分断された世界

アクティブに学生の活動をいろいろしていて、SNSを活用していると、世間は狭いなと思う瞬間がたびたび訪れる。友達の友達は友達、つながってる現象。大学を超えて、国を超えて、予測を超えて、びっくりするほどいろいろなところでつながっている。でもこれは、「そういう人たち」のネットワークが所詮とても限られているから起きる現象だ。別に本当に資本家のすごいところの話をしているわけではない。大学生程度だとそういう社会階層は案外重要ではないように見受けられる。そうじゃなくて、日本であっても、他の国であっても、わりと有名な大学に行っていて、勉強をけっこうまじめにしていて、短期でも長期でも留学とかしていて、そしてある種意識の高めの活動をしている。アルバイトはあまりしないで、ただ遊ぶだけのことにかまけていることもなく、もう少し社会的に体裁がいいことをして充実している。そういう人はたくさんいそうで、実は本当に少ない。まずそういう学生が所属する大学というだけでもたぶん全大学生の10%くらいに絞られるだろう。それで、その大学のうちでもさらに5%あるいはもっと少ない割合の学生しかそういうグループには属さないと思う。いまの日本の大学生が280万人くらいだから、これだけで14000人しかいないことになる。そりゃあ狭いわけだ! そしてこういう層は往々にして海外ともつながっていて、海外の学生事情も私の知る限りそう大きくは変わらない(「欧米では大学生は全員まじめに勉強している」とかは幻想だ)から、世界で見てもそう多くはない。
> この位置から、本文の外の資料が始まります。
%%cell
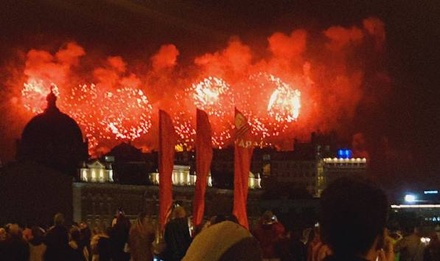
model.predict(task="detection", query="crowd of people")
[0,178,440,261]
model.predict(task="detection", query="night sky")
[0,0,440,191]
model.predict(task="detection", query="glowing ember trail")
[12,18,384,155]
[236,72,301,143]
[267,76,301,122]
[21,79,60,113]
[174,76,234,148]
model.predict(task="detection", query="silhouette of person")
[316,177,394,261]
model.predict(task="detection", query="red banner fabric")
[159,110,177,231]
[233,109,253,229]
[193,109,212,226]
けっきょく、「世の中狭い!」と思うとき、それは自分がいかに閉じたコミュニティにいるかが示されているだけなのだ。一見すると開いているように見える。だって、違う大学どころか違う国の人たちともどんどんつながっているのだから。たしかに、よそと交流のない内輪な遊び系のサークル活動で数十人とだけかかわって、そしてバイト先でまた数十人知っていて、みたいな人よりも、開いている世界にいることは間違いない。でも、どっちにしろけっきょくは閉じているのだ。ただその閉じ方が、単一の組織とか単一の場所に規定されているか、それよりも抽象的な価値観や生き方、そして間接的には生い立ちの環境、あるいは嫌な言い方をすれば社会階層に規定されているかの違いだ。昨日はFacebookでフランスに留学している友人の写真にlikeをつけて、今日は三年前にシアトルで知り合ったシンガポール人が日本に来ているので会って。そんなこと当たり前だと思ってしまう。異国の地でもこうやってつながっていられるのは、もう当たり前のこと。
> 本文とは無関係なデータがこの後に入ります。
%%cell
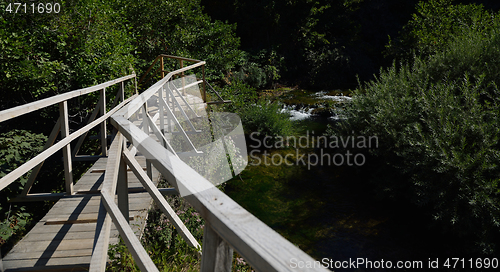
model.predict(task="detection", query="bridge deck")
[3,157,159,271]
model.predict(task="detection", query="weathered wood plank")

でも、そうやって世界をつながりが覆ったとき、隣人との関係には分断が横たわっている。同じ大学生でも、こういうことに縁のない人たちはどこまでも遠い存在になってくる。大阪とか京都にいるだけで、東京を中心に発達しているこういう人たちのコミュニティから若干距離ができるのに、他の地方大学だったら、それこそもっと縁がない。そういえば東北大の人とか、この界隈で知り合ったことがあるだろうか? そして、偏差値で大学を分けるのはとてもいやなことだが、でも偏差値が低い大学に行く人からの距離はどういうわけか本当に遠い。まれにはそれでも関わってくる人はいるが、でも本当に少ない。さらに大学に進学しない・できない人からの距離はもう絶望的に遠い。

かつて、地域活動を行うNPOに関わっていたことがある。地域ベースなのでいろいろな大学とか短大の学生、あるいは高校生がいたが、そこではMARCHで圧倒的に「高学歴」(あえて誤用)だった。いま私がいる界隈ではMARCHですら存在感は早慶と比べて極めて薄い。正直、大学の偏差値なんてどうでもいいと思っている。所詮入試の話であって、いまこうやって受験産業が作り出した用語を並べるだけでも寒気がするくらいだ。でも、自分の周りを見渡すと偏差値ですぱっと切れているのが目に付いてしまう。そして高卒で働き始める人がどういう仕事について、どういう将来があるのか、どういうことを考えて日々を生きていくのか、もう想像できなくなってしまった。あのころ、一緒に関わっていたはずなのに。そうやって、日常で道ですれ違う人とですら、どこまでも分断されている。「つながる」ことは、その裏返しでしかない。